2012-08-10

犬も歩けば。



日本にて。

所要を自転車でたす。いつも思うが自転車の速度はいい。
存外機動力があるので広範囲を動ける。しかも速すぎないので色々なものと出会える。

中華街での中華厨房機器店にて。
頑固な職人風情の出で立ちをしていながら、実は顔が怖いだけで普通にいい人である店員が20代の女の子に中華鍋のよさを伝えている。セールスしているというよりも「中華鍋を使わない人の気持ちがわからない」というような迷いのないセールストーク。迷う女子。

「最初は戸惑うかも知れないけどすぐに馴れる」と店員。「ひとつあれば炒め物でも揚げ物でも煮物でもなんでもOK」と畳み掛ける。そのやりとりは私が入った時にはすでに長時間行われていたようで、連れの女の子は飽きて違うものを見るでもなく手にとっている。

どれだけ経ったか、「よし買う!」と女の子は決意。「これから毎日チャーハンつくるから食べに来てね」と「やっと決めたか」顔の連れに高らかに宣言。なんかいいな。

その日は高校野球神奈川県大会準決勝の日。横浜スタジアムの前を通りかかるとちょうど試合が終わって選手や関係者が出てくるところだった。同級生や学校関係者、父兄が大きな人だかりを作る中、キャプテン、副キャプテンなのだろうか。駆け出てきて帽子をとって皆に深く礼をするところだった。なんかいいな。

気分のいいことばかりでもない。
元町中華街の駅前を通りかかったとき、20代半ばくらいのカップルを見かける。女の子は低い塀に腰掛け、男はその前に立っている。

ただならぬ雰囲気。いってしまえば修羅場中。男が少し声を荒らげているが漏れ聞こえる言葉が「愛情表現」とか痴話喧嘩系。女の子は泣いている。
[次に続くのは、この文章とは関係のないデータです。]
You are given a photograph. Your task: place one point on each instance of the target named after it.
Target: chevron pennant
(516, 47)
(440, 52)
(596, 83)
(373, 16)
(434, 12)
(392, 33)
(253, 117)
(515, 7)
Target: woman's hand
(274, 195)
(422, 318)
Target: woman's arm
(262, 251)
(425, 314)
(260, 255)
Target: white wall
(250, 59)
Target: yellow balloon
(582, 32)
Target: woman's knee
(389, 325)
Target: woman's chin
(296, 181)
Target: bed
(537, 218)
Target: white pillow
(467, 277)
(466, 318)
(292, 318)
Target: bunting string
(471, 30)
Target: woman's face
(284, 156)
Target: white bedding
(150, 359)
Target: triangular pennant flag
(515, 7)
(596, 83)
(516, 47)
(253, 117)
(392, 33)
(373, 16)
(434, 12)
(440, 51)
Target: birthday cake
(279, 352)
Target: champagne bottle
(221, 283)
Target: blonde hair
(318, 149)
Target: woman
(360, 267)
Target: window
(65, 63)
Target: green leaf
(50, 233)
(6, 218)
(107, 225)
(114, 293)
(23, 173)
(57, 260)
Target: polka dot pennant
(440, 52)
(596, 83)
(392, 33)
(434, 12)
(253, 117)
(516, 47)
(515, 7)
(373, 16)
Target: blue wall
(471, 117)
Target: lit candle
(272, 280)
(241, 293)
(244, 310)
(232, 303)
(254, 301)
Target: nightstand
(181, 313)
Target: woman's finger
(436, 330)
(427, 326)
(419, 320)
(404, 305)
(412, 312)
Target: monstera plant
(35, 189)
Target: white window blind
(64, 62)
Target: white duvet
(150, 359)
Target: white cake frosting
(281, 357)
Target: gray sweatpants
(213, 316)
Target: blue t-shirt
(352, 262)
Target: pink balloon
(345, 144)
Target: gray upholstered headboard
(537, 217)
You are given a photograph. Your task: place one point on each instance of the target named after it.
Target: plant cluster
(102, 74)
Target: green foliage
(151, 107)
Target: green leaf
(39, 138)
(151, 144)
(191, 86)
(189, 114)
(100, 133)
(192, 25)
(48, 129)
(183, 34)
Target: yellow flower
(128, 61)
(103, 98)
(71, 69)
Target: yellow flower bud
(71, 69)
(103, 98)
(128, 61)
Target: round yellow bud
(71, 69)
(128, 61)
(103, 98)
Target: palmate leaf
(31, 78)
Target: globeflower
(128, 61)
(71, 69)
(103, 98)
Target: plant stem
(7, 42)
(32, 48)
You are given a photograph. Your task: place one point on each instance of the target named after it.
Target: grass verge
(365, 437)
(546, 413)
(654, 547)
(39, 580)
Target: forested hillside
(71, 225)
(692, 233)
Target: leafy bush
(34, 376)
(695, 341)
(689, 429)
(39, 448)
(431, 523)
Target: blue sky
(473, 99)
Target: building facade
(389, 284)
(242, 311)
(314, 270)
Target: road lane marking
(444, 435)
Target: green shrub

嫌な感じだな、と思いながらも一応スルー。15m程通りすぎてから気になって自転車を停めて股がったまま振り返って様子をうかがう。

するとしばらくすると男が女の子にのど輪をしながら凄む。はいアウト。
というわけで引き返す。

ちょっと荒っぽいことをしている割には男は別にやんちゃな感じでもなく、どこにでもいそうな会社員風。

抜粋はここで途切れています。